Due to the ridge-finding algorithm’s presumption of continuity, instances when the mouse ceased breathing for extended periods introduced artifacts of spuriously high or low breathing rates. In practice, however, these rates would be easily identified by masking the breathing rate based on the energy thresholding approach described in Appendix B.

4.

Discussion

We have demonstrated a method to recover breathing dynamics from imaging sequences with high temporal resolution, even in scenarios with changing illumination and contrast.
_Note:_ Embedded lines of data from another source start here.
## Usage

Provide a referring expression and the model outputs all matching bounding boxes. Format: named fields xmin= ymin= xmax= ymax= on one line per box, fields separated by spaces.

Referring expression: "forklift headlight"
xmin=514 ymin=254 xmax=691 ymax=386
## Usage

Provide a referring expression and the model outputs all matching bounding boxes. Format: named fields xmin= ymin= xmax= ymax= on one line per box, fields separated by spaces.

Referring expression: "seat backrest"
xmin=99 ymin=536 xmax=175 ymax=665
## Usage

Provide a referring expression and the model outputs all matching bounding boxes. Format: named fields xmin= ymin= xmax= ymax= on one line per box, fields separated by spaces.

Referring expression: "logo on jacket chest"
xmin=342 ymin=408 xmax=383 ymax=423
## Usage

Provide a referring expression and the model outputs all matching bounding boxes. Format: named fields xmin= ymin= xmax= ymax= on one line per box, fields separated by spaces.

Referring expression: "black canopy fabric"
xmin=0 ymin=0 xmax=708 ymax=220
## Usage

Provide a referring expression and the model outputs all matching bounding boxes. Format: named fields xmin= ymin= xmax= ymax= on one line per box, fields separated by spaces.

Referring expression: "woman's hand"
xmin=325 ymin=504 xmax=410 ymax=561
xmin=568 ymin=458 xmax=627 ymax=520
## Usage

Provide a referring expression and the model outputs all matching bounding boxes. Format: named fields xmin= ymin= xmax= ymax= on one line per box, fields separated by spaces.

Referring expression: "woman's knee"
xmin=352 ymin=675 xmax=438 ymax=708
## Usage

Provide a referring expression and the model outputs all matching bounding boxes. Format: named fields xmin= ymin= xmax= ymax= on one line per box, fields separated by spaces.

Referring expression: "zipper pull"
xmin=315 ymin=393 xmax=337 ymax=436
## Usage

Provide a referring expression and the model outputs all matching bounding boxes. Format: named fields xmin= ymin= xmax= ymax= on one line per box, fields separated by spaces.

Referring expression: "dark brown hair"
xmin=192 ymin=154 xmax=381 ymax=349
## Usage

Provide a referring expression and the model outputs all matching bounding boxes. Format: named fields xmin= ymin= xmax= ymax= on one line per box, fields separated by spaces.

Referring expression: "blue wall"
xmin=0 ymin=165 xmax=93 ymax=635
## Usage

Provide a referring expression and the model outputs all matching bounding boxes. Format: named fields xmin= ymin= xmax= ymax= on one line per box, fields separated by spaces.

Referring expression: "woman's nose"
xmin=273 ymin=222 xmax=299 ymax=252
The periodic respiratory motion is readily recoverable through a simple algorithm and yields breathing information that strongly recapitulates objectively validated data.

The method, as presented, is quite rudimentary yet captures a substantial amount of information pertaining to respiratory physiology. Extensions are manifold, ranging from more sophisticated edge filtering to online SSWT analysis,20 any of which could substantially improve practicality without necessarily adding to the difficulty of implementation. We implemented the method in the image domain, although most imaging methods acquire their data in some other signal domain. Nevertheless, similar processing may take place in the signal domain by comparing variation between datasets. Additional processing, such as retrospective clustering or dynamic resampling of high-motion frames, could be performed using the MSE signal as a feature, allowing for lower-complexity clustering problems. The MSE signal may also be used as a criterion for motion correction, by removing high-MSE images from the dataset which is then averaged, as shown in Fig. 3.

Fig. 3

Comparison of averaged images (a) without (N=32) and (b) with (N=12) removal of image frames exceeding the first quartile of the MSE distribution. Improved resolution due to decreased blurring may clearly be seen, particularly in regions with rich vascular structure (insets). The images are pooled from the 800-nm channel of the first 300 image frames of Video 1.

JBO_23_5_056011_f003.png

TBD is context agnostic and could be applied to MRI, CT, ultrasound, or any other imaging modality that provides tomographic images, including other, three-dimensional implementations of photoacoustic imaging,21 particularly those which record data at near-real-time rates.22 The application of the SSWT for the purposes of breathing detection may be applied to any data that capture the motion of the chest wall, such as laser range-finding or pressure transducers coupled to the imaging water bath.5 Notably, the process is quite flexible and requires relatively little parameter tuning; many different image filters accomplish the task of recovering a suitable MSE signal. Furthermore, the method preserves locality; many other methods correlate images across an entire dataset to provide motion correction,5,6 which is unsuitable for imaging dynamic effects, though some methods have adopted other sophisticated processing methods to improve spatiotemporal resolution.22

The method has additional application to anesthetic depth monitoring. A classification of anesthetic depth was provided by Thomas et al.,13 Bhargava et al.,14 and Guedel et al.23 and separates progression of anesthetic effect into four planes. Of particular note is that plane II is a highly chaotic state providing a poor baseline, characterized by irregular breathing and a generally unstable breathing rate, whereas breathing in plane III is much more stable and regular and, therefore, preferable for experiments, especially those which probe oxygenation status as an experimental covariate.12

The effects of varying anesthesia in the isoflurane challenge as shown in Fig. 2 are notable: the transition from 1.5% to 2.0% isoflurane is marked by a substantial drop in mean respiratory rate, as well as an increase in regularity. This likely corresponds to the animal achieving a deeper plane of anesthesia, transitioning from planes II to III. Even within plane III, variations in breathing rate in response to changes in isoflurane concentration may be noted, particularly at the 25-min mark. The transition from planes III to II, i.e., to a more mild state of anesthesia, is seen at 30 min after switching to 1.5% isoflurane. The ability to track animal respiration, potentially in real time, opens possibilities for more standardized experimental protocols, as well as accounting for varying anesthetic sensitivity between groups and individuals. Moreover, by forming a quantitative signal of respiratory rate, a feedback system could be developed, which varies the level of anesthetic delivered to a subject to achieve a given respiratory rate.

Appendices

Appendix A:

Details of Image Analysis

Images are first high-pass filtered to remove contrast information, as two consecutive images may be taken with different contrast parameters/wavelengths without having substantial motion.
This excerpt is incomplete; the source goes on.